Although Frazer's unrelenting stance has won him the backing of most Waterfront delegates, other unionist victims' groups complain that dissenting voices such as FAIR are drowning out individuals willing to engage with the victims' commission. Alan Madill, spokesman for the South East Fermanagh Foundation, a campaign group also made up of mostly Protestant victims, believes unionists must put aside their objections to individual commissioners if they are to benefit from the commission's eventual recommendations.

"If you don't engage with them, you can't complain that you've been left out and that you haven't got what you wanted," says Madill. "We have to think of the people who need help and divorce politics from the picture."

Eating lunch outside the Waterfront conference hall is Rita Crawford-Morrison, whose daughter and son-in-law were among the 12 people who died in the IRA bomb attack on the La Mon hotel in 1978. When it exploded, the bomb created a fireball that resulted in many of those killed being burned alive, their bodies charred beyond recognition.
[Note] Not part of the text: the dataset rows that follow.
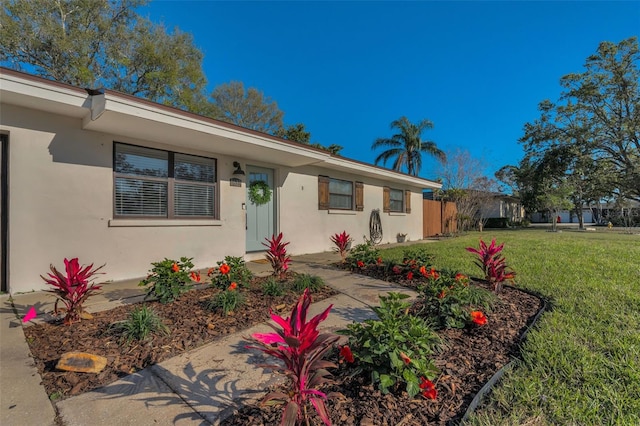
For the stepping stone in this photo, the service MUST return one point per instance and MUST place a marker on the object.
(82, 362)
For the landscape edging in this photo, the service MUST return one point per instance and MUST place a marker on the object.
(477, 399)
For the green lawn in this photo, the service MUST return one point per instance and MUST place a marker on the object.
(581, 366)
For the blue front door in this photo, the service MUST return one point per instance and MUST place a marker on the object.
(260, 218)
"Everyone thinks their bombing was worse than the others," says Crawford-Morrison, surveying the room of elderly delegates eating sandwiches and drinking tea. "But at La Mon, the people were just incinerated. And for what reason?"

To date, there have been no convictions for the atrocity and Crawford-Morrison is doubtful that work done by the victims' commissioners or the consultative group will result in the bombers being brought to justice.

Despite her pessimism, she and her husband attended the first public meeting of the commission last week.

"It was very well conducted," she says. "I had expected more rowdiness."

Walking back into the auditorium for the afternoon session of the FAIR conference, Crawford-Morrison reflects on what she hopes the victims' commission might deliver. "It's 30 years since La Mon," she says. "All we can do now is honour their memory."